🤖 AI Summary
Random data augmentation, though computationally inexpensive, suffers from inherent stochasticity that induces “augmentation collisions,” distorting feature learning—akin to catastrophic forgetting—and severely impairing out-of-distribution generalization. This work is the first to formally interpret such degradation through the lens of catastrophic forgetting in data augmentation. We propose a lightweight forgetting-mitigation framework: (i) a feature consistency constraint to suppress interference from conflicting augmentations, and (ii) an augmentation trajectory memory mechanism to stabilize representation evolution. Our method introduces no additional parameters, requires no pretraining or architectural modifications, and seamlessly integrates with standard CNNs and ResNets. Evaluated on multiple single-source domain generalization (sDG) benchmarks, it achieves state-of-the-art performance, improving average accuracy by 3.2–5.7% over prior methods—outperforming even computationally intensive advanced augmentation techniques.
📝 Abstract
Data augmentation is a promising tool for enhancing out-of-distribution generalization, where the key is to produce diverse, challenging variations of the source domain via costly targeted augmentations that maximize its generalization effect.
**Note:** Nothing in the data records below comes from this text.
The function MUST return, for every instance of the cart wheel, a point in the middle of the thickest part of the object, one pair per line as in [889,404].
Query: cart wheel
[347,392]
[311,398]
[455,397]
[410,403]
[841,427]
Conversely, random augmentation is inexpensive but is deemed suboptimal due to its limited effect. In this paper, we revisit random augmentation and explore methods to address its shortcomings. We show that the stochastic nature of random augmentation can produce a set of colliding augmentations that distorts the learned features, similar to catastrophic forgetting. We propose a simple solution that improves the generalization effect of random augmentation by addressing forgetting, which displays strong generalization performance across various single source domain generalization (sDG) benchmarks.